We make art because it is a way of expressing ideas and ways of life, and everyone can talk to each other with art; there is no language. The theme for our art project is different activities people can do to benefit the environment. Techniques we used to create our art project are to brainstorm ideas and collaborate as well as finding different ways we can all contribute to putting our different kind of art together on linocut blocks. Steps we made as a group to make this possible in our project was talking, expressing ideas and coming up with brainstorms. We sketched fruit pears doing environmentally friendly activities. We transferred our sketches onto linocut blocks, and then carved the sketches out using gouges. After we have finished that, we inked the blocks that have been carved using brayers. When we finished with that, we printed it using the print press. Different kinds of art we’ve done in the past are graffiti, musical experience, oil painting, water color painting, architectural sketching, paint with oil pastels, graphic animating, wood carving, and finger painting. We feel this project is different from previous art we’ve made in the past because most of us have never worked with this kind of carving tool, and it is a new experience for us.

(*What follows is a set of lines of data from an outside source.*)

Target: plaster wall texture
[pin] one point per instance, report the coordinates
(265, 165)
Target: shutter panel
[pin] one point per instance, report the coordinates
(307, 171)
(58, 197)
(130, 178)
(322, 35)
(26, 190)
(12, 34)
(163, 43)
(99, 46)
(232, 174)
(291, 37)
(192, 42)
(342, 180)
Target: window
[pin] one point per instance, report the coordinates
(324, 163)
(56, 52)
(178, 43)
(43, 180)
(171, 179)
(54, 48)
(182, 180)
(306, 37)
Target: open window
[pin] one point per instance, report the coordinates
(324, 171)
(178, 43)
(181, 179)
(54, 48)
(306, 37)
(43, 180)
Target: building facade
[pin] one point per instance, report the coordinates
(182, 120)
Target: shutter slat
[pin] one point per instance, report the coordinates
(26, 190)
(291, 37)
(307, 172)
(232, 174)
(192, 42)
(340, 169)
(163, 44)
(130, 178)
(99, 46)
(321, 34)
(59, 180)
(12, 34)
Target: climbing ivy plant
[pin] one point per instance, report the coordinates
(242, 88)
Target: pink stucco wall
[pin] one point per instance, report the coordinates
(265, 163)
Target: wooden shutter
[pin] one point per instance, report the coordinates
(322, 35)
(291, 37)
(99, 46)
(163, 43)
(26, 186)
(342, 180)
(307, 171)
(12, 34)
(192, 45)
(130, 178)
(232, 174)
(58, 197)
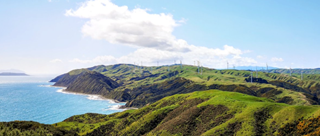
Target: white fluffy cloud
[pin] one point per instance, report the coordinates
(56, 61)
(216, 58)
(151, 33)
(275, 59)
(137, 27)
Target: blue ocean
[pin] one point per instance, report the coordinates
(32, 98)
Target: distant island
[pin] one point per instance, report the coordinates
(12, 74)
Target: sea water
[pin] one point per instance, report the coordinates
(34, 99)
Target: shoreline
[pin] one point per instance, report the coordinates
(93, 97)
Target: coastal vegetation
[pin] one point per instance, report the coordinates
(187, 100)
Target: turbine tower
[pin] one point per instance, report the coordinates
(256, 72)
(227, 65)
(141, 67)
(201, 69)
(251, 76)
(198, 67)
(290, 71)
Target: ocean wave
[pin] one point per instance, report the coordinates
(95, 97)
(89, 96)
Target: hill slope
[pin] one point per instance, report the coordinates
(211, 112)
(141, 85)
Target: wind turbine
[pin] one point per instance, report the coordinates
(290, 71)
(251, 76)
(227, 65)
(141, 67)
(256, 72)
(198, 67)
(201, 69)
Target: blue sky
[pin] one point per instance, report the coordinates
(41, 37)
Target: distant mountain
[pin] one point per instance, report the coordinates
(12, 74)
(254, 68)
(11, 71)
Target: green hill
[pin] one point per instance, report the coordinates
(211, 112)
(144, 85)
(185, 100)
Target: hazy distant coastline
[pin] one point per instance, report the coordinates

— Tj, James, Preston, Seth of Klahre House
This linocut is dedicated to the community of Hood River. This drawing represents life and death decisions made upon people and what they eat. The statement ‘you only live once, eat local,’ shows how our choices can affect the way our body functions work properly. Food that is shipped to a faraway location has chemicals to prevent the fruit from going bad. Food grown by local farmers doesn’t have to have chemicals to prevent the food from going bad because they don’t have to ship the food long distances. This picture represents Mt. Hood, a local apple tree and one half is dead and the other half alive.
“We all have different reasons to why we do art. Two people in our group do art to express their feeling and have freedom of choice. Another says he likes to be known around the community and is proud of the work he has done. One member of our group did the words, others the tree and details, and we transferred them to a linocut block. We have done many forms of art, for example poetry, graffiti, doodles, school projects, and our parents’ refrigerator.”